Cali : Oui, il me faut toujours quelque chose de vivant, de brûlant, de pas trop facile à faire, il faut toujours bouger. Je vais en effet reprendre la route avec un combo plus électrique. On a commencé à répéter, on redéshabille tout, on retravaille les chansons, j'adore cette partie du métier. Sur l'album je chante plutôt bas. L'idée du réalisateur Frédéric Lo c'est qu'un propos fort est encore plus percutant quand il est murmuré. Pour la tournée on va remonter un rien la tonalité. Ce sera une autre version de l'album en un peu plus costaud.

Un nouveau disque écrit sur la route ou composé de chansons qui attendaient sagement leur heure ?

Cali : Une seule chanson, "Amour m'a tué", dormait dans un tiroir depuis dix ans. Je l'avais chantée quelques fois sur scène il y a très longtemps. Je l'ai mis sur l'album à la demande d'un ami. Le reste a été écrit sur la route "L'amour est éternel" a même été composée sur un cheval dans le Wyoming avec mon fils. Le clip est tourné en Arizona. On n'a pas fait de casting. On a fait un concours pour trouver les couples volontaires pour se faire prendre en photo avec un vieil appareil et les gens sont venus au milieu du désert. Le clip est le résultat de cette journée de photos. Le but du jeu, c’était l'amour. Qu'on soit moche, beau, mince, gros, homo ou hétéro, on s'en fout. La polémique autour du "mariage pour tous" en France c'est franchement beaucoup de bruit pour quelque chose qui devrait être naturel. Encore un domaine dans lequel la Belgique est un exemple à suivre !

En parlant de photo, celle de la pochette a directement accroché notre regard

Cali : J'ai choisi le photographe Patrick Zwirc parce qu'il prend l'instant, sans retouche. Il montre les imperfections, les blessures. C'est rare de s'aimer sur une photo et celle-là me plaît vraiment. J'ai l'impression de me voir ému devant les portes de mon village.

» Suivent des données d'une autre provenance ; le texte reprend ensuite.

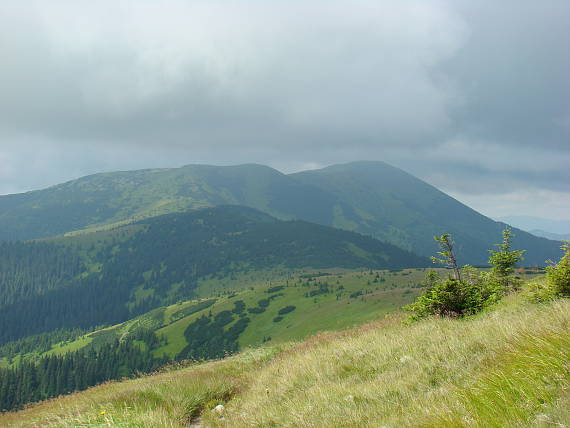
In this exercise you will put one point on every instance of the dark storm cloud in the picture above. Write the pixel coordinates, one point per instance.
(472, 96)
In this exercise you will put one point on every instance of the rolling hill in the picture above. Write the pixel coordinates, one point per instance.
(372, 198)
(120, 273)
(505, 368)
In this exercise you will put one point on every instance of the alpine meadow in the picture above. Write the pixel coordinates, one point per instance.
(284, 214)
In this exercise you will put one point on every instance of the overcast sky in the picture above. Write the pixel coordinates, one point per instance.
(471, 96)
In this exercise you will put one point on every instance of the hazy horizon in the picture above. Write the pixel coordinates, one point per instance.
(471, 97)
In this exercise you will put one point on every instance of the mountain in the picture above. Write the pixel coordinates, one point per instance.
(119, 197)
(397, 207)
(550, 235)
(372, 198)
(110, 276)
(528, 223)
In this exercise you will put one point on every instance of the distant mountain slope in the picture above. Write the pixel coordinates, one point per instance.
(372, 198)
(116, 197)
(397, 207)
(135, 268)
(528, 223)
(550, 235)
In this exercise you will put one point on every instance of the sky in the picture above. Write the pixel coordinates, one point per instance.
(472, 96)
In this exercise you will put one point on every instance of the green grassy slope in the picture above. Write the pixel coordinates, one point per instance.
(504, 367)
(114, 198)
(396, 207)
(352, 297)
(368, 197)
(160, 260)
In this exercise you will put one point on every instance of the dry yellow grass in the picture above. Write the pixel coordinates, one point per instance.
(505, 368)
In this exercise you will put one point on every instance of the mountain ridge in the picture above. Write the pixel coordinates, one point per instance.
(369, 197)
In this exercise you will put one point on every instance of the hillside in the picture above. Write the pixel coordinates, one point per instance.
(274, 312)
(396, 207)
(436, 373)
(127, 271)
(372, 198)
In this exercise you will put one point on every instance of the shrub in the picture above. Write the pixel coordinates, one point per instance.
(468, 291)
(503, 263)
(558, 275)
(450, 297)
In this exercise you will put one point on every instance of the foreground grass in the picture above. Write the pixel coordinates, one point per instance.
(168, 399)
(501, 369)
(504, 368)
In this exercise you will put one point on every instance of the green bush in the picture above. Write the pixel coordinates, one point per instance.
(468, 291)
(454, 298)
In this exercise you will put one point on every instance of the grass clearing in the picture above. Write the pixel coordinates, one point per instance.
(504, 367)
(436, 373)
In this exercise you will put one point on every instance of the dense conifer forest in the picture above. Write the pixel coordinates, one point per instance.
(54, 375)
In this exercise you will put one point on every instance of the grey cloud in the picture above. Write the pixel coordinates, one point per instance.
(471, 96)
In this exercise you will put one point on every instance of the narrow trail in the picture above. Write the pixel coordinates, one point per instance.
(195, 422)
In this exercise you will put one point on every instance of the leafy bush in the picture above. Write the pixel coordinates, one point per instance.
(557, 282)
(468, 291)
(558, 275)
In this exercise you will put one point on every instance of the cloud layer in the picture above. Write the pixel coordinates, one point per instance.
(472, 96)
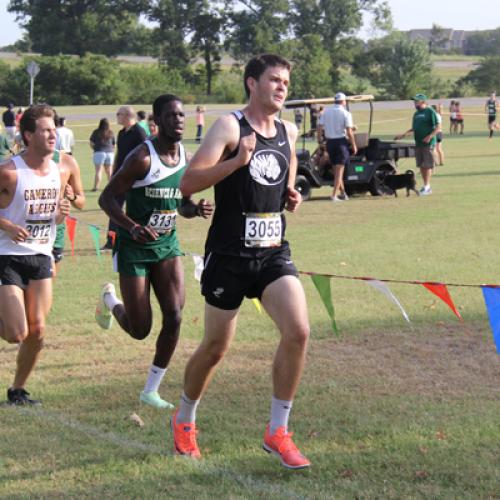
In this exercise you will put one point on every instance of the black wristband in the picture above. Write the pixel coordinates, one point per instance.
(132, 229)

Un village où vous aviez besoin de vous ressourcer ?

Cali : J'aurais pu appeler cet album "La vie des gens" ou "Bruxelles" mais pour moi, c'est Vernet-les-Bains On a tous un port d'attache je me suis construit là, j'ai une ardoise envers ce village, cette grande famille. C'est un hommage important pour moi.

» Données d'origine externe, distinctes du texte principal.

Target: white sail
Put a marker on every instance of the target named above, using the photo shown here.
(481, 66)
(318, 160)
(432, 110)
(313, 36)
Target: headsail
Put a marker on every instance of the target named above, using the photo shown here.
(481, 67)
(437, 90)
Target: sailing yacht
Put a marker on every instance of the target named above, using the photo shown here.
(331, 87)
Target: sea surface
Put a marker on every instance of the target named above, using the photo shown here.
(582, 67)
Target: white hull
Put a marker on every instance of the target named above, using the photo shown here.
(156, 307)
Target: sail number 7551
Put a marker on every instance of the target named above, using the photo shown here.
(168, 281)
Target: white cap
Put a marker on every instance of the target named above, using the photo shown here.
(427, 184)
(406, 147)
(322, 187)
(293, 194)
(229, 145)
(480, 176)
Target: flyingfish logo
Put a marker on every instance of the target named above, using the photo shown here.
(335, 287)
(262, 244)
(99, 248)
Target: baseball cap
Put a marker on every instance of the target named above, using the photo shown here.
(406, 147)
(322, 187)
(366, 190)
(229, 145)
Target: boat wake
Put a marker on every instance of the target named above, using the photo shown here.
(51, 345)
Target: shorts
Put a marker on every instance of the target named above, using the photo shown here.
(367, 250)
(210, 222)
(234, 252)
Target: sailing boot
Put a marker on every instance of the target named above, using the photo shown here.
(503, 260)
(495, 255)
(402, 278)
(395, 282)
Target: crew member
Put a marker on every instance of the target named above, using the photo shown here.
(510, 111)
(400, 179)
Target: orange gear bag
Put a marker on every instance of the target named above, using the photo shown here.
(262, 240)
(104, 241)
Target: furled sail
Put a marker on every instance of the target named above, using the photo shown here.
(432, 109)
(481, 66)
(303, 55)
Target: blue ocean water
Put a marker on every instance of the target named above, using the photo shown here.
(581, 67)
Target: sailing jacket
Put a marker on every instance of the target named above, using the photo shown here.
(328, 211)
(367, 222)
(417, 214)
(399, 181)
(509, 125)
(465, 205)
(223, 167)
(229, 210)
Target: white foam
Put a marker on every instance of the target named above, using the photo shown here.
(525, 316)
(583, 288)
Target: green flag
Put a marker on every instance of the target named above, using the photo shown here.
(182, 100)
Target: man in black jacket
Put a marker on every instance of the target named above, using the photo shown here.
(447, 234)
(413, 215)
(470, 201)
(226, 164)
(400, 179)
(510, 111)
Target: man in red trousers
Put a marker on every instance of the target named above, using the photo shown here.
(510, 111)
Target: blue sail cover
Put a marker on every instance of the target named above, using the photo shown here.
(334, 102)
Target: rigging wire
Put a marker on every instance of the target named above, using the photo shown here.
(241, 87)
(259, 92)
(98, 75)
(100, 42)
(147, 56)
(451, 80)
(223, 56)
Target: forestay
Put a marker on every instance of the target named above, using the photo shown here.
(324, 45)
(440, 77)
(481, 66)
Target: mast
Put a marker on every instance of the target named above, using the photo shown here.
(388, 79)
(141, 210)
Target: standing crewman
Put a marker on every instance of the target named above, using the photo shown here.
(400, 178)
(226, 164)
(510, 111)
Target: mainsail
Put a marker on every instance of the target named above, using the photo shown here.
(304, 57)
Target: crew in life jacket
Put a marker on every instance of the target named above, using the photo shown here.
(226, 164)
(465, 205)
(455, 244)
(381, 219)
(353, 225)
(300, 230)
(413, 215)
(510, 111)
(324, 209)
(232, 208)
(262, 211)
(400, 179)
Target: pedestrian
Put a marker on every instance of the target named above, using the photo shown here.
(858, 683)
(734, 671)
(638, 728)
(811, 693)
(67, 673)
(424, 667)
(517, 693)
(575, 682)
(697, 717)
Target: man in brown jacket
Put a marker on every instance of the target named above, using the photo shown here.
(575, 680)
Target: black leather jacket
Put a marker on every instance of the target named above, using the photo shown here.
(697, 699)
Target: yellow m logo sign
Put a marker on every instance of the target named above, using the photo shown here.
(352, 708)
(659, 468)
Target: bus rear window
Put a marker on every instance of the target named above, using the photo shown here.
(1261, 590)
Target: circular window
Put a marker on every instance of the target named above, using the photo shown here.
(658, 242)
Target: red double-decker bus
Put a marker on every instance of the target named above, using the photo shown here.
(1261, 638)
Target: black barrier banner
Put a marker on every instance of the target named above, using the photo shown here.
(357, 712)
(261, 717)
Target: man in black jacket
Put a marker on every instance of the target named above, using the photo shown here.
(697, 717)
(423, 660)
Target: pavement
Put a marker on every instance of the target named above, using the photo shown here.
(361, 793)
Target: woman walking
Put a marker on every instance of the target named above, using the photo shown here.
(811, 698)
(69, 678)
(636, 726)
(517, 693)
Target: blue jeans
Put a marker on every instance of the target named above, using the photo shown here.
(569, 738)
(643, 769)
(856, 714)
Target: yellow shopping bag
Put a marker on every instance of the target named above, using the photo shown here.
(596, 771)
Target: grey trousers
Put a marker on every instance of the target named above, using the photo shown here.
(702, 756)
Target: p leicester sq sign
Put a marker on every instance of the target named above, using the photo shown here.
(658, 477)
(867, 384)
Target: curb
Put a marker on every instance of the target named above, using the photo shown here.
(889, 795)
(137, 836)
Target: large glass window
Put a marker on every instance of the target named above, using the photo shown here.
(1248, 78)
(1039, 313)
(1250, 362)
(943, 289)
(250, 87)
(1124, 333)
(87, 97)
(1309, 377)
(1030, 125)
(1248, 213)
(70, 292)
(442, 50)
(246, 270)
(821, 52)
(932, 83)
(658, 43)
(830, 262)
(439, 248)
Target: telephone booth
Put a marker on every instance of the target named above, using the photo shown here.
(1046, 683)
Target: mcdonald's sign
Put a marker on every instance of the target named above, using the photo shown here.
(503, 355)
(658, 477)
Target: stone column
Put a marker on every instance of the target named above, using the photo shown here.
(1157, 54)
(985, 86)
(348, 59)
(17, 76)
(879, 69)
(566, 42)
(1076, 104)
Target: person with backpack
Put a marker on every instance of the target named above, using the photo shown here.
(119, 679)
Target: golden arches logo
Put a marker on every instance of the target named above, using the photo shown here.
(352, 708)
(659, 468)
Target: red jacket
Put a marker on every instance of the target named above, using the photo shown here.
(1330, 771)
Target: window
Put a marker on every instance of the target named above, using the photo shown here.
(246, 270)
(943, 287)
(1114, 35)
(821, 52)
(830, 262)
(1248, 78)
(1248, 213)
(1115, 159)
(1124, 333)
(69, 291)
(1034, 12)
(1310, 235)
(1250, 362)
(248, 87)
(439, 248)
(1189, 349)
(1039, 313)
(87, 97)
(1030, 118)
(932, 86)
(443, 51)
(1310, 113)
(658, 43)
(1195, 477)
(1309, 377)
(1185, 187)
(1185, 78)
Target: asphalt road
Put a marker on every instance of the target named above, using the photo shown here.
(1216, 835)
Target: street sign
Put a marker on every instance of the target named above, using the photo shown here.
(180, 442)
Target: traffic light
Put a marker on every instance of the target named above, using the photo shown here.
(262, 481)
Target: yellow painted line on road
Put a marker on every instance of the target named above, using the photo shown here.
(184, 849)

"Je rêve de voir l'été" parle de façon très délicate du cancer. Pourquoi ce choix ?

Cali : J'ai perdu des proches d'un cancer comme la plupart d'entre nous. Mais l'histoire de cette chanson, c'est celle d'une de mes amies d'enfance. J'ai été terrassé quand j'ai appris sa maladie. Je me suis mis dans sa peau et je me suis dit que peut-être que si cette vie absurde s’arrête là, je voudrais sans doute retrouver les bons souvenirs. C'est le privilège des artistes de pouvoir choisir la peau dans laquelle ils veulent se mettre pour écrire une chanson. En plus, ici, l'histoire se termine bien puisque elle semble tirée d'affaire. Pour l'instant...

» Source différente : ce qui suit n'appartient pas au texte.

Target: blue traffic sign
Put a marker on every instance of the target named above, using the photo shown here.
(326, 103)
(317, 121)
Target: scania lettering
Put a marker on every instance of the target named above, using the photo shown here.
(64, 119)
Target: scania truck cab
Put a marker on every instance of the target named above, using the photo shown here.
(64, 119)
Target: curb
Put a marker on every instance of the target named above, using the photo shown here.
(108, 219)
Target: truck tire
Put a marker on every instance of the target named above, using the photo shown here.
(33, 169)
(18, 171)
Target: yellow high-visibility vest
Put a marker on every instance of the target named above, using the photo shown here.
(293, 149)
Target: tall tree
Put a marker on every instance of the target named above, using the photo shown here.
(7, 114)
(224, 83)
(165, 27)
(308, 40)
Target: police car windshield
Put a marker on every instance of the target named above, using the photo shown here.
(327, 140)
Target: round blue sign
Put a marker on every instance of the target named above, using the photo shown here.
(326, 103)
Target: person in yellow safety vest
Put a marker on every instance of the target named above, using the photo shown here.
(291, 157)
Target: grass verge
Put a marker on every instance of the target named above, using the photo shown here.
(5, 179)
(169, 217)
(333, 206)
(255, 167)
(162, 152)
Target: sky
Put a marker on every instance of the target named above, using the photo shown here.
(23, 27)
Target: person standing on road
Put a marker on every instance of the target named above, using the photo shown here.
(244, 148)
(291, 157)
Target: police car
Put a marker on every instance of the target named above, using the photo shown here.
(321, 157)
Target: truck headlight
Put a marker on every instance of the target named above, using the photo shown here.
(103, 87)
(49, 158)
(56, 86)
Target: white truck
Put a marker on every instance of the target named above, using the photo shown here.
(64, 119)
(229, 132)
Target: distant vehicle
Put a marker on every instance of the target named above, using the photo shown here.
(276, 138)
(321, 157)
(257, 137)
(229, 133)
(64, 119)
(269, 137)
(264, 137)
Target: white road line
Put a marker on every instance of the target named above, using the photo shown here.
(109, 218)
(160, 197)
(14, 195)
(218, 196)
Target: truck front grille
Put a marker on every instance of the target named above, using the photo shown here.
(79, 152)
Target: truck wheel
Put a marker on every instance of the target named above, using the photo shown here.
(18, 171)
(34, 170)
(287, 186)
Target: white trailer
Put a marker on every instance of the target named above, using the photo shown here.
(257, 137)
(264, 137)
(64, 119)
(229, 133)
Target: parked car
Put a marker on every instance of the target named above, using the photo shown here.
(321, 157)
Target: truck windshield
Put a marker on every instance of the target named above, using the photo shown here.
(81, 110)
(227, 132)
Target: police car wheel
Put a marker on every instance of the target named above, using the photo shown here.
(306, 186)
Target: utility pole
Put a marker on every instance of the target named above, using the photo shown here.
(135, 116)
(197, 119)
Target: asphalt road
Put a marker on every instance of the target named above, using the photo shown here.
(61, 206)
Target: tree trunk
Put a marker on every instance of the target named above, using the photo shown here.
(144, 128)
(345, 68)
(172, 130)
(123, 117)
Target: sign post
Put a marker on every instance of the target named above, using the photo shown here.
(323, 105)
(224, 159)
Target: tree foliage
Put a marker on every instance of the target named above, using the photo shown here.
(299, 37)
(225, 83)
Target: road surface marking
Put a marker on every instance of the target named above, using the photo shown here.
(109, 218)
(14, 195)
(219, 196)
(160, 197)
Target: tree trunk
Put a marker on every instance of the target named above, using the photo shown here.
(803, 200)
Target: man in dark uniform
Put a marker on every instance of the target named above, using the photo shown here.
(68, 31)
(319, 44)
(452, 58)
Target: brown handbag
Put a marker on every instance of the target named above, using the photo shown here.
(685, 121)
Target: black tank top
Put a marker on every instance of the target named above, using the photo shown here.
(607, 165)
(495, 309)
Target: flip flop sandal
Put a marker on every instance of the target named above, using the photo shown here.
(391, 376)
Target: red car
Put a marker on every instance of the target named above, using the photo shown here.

La violence du chagrin d'amour est très déroutante sur "Mon ami"

Cali : Je l'ai écrite pour un ami qui est venu pleurer sur mon épaule par dépit amoureux. Une femme le quitte et nous, on est complètement démuni. Je comprends que certains puissent sauter par la fenêtre par amour. Mais en même temps, la roue tourne toujours. Cette chanson, c'est un hommage au "Manu" de Renaud ou au "Je ne peux plus dire je t'aime" d'Higelin, ces chanteurs qui m'ont construit.

"Happy end" clôture le disque en version chorale. Comment s'est organisé cette fête entre potes ?

Cali : Je voulais que le disque finisse sur un sourire. J'essaie d'écrire des chansons gaies mais c'est dur. J'ai déjà eu plusieurs fois cette discussion entre copains. J'ai voulu en faire un clin d’œil en invitant quelques potes chanteurs : Mathias Malzieu, Dominique A, Bénabar, Rachida Brakni etc. Cette chanson, c'est un mélange d'univers. Mélanger Bénabar et Dominique A, c'est surréaliste tout comme ce texte plein d'auto dérision. Ça fait du bien !


Entretien : François Colinet


Cali en concert samedi 2 février a l'Ancienne Belgique, Bruxelles.